Samples from all over the world
The purpose of the IAEA is to control the safety of nuclear power plants, to help developing countries with nuclear energy and to keep an eye on pollution by radioactive substances around the world. A global network of stations to collect monthly samples of precipitation and air was established for this purpose.
Hans Henrik Koch quickly realises what a treasure trove of information this must be for Willi Dansgaard’s research and puts him in contact with the Englishman Bryan Payne, who is the head of the Section of Isotope Hydrology. The two begin to meet regularly and arrange for Dansgaard to have access to monthly samples from more than 100 stations around the world. ”Shame on those who couldn't get good science from such a treat,” writes Dansgaard.
The contract also means that a good deal of money is injected into Dansgaard’s research as the IAEA helps fund a new mass spectrometer and the associated labour. The group begins to take shape.
The Tellus article
The collaboration with the IAEA network results in an extensive article entitled ”Stable isotopes in precipitation”, which is published in the journal Tellus in 1964. ”It described a simplified theory for the circulation of the heavy isotopes in the natural water cycle and for the first time a composite parameter (deuterium excess) was used as an indicator for disequilibrium during a phase shift (fore example, evaporation or condensation,” explains Dansgaard.
The article will prove to be groundbreaking in geophysics and geology and Willi Dansgaard himself refers to it as “by far the best work I have done on my own.” The collaboration with IAEA doesn't ends until 1973 and he is pleased to discover that several American universities still use the article to teach geophysics all the way up to 1980.
Expeditions with obstacles
During the 1960s, Dansgaard undertakes several expeditions starting from the problems remaining from the Bubble Expedition in 1958. They are still interested in a method for dating an iceberg and Dansgaard therefore begins to work on finding a new dating method based on the content of the radioactive silicon isotope, Si-32.
The experiments are promising and in 1962 they are awarded money for a new expedition to Store Breen in Norway, where they will attempt to date the ice mass using the Si-32 method.
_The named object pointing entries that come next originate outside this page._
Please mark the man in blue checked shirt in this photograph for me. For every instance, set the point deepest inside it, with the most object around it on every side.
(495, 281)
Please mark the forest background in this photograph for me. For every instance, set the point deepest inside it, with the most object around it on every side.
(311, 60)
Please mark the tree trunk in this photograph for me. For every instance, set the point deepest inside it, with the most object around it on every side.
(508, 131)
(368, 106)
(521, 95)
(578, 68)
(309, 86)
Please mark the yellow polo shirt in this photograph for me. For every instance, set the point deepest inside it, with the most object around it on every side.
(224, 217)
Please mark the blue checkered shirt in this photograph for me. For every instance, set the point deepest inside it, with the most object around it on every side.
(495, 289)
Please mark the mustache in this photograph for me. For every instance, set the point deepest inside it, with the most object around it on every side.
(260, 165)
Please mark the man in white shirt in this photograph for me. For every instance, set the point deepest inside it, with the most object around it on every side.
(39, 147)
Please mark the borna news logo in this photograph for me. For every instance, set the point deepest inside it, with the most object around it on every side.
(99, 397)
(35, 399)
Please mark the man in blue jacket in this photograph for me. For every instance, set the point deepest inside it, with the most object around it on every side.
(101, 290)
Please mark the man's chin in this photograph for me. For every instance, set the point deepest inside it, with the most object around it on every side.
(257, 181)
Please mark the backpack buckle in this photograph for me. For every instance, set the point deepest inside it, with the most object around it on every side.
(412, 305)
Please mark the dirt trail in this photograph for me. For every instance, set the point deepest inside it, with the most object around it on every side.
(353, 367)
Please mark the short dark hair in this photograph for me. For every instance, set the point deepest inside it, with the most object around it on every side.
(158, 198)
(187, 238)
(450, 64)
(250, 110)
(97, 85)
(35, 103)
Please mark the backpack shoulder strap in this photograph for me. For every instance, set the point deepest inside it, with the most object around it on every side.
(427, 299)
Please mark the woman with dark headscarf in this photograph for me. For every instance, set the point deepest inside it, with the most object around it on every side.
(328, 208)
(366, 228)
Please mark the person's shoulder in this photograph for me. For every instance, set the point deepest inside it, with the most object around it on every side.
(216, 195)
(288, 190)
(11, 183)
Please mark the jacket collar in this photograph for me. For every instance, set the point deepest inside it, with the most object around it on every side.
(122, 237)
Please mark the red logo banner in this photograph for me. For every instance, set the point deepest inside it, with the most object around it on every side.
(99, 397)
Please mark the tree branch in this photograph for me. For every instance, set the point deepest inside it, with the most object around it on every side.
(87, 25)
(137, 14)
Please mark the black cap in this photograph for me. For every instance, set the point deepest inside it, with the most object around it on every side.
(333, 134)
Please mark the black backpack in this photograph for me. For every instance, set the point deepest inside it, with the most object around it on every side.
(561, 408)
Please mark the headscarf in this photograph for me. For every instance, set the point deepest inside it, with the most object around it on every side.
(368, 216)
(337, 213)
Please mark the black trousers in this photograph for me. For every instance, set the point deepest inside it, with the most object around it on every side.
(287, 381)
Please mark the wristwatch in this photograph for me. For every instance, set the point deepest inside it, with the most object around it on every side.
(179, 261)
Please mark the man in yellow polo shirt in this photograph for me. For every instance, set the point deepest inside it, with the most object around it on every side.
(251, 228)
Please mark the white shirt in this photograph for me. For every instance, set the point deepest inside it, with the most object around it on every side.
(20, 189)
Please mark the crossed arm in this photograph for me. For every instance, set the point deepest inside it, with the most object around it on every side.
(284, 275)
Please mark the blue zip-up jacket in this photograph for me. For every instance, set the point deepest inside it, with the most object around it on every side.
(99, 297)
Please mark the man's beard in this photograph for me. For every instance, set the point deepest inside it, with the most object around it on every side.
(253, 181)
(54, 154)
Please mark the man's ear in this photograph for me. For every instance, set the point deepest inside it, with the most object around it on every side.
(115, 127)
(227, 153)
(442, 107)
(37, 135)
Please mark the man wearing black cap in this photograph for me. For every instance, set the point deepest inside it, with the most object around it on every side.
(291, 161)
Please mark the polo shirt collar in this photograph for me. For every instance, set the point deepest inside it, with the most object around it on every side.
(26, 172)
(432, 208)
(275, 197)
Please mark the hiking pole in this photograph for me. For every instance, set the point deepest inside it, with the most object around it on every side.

The expedition is a partial success, but the measurements are disturbed by the radioactive material that is raining down over the Norwegian mountains from the Soviet nuclear tests. ”Along with the IAEA project, addressing these problems were our main tasks in the mid-1960s,” explains Dansgaard.
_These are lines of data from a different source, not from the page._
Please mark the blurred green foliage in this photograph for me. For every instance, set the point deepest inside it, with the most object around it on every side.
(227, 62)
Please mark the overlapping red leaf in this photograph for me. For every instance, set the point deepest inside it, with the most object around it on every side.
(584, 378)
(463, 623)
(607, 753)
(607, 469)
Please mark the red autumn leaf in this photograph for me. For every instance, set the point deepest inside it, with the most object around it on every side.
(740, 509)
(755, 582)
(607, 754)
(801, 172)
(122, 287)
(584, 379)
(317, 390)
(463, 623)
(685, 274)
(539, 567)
In 1967, the group begins a new expedition under the name the Tycho Brahe Expedition, where the plan is to go a step further and try to date the Greenland icebergs. The experiments show that Pete Scholander’s carbon-14 results are not correct, but a number of the samples have never been properly measured as the group soon had more important things to do.
”The reason that these samples and really the entire problem of the age of the icebergs suddenly lost importance when something new and promising appeared and took up all of our resources,” explains Willi Dansgaard.